Point de vue des opposants#
- Une préoccupation est que des termes clés sont vagues ou non définis dans le texte du projet de loi fourni — par exemple, « discours obscène » et « comportement non sexuel abusif ou dégradant » ne sont pas définis ici. Cela pourrait rendre l'application peu claire.
- Le projet de loi fait inclure « contraindre » des catégories larges comme « manipulation » et « tromperie », ce qui peut être difficile à appliquer de manière cohérente dans les poursuites.
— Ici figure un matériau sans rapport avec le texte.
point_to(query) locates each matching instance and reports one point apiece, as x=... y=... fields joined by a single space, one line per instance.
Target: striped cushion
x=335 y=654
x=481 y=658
- Il n'est pas clair comment cette nouvelle infraction se chevauche avec les lois fédérales et étatiques existantes qui traitent déjà de la coercition, de l'abus sexuel d'enfants ou de l'exploitation en ligne.
- L'amendement sur la délinquance juvénile fait référence à « 2242(c) », tandis que le nouveau crime dans le projet de loi est ajouté à un numéro de section différent ; il n'est pas clair si cette référence croisée est correcte ou contient une erreur de numérotation. Cela crée une incertitude quant à la manière dont la juridiction juvénile est censée changer.
- Le texte du projet de loi ne fournit pas d'estimations des coûts d'enquête, de poursuite ou de conformité, donc l'impact budgétaire est inconnu.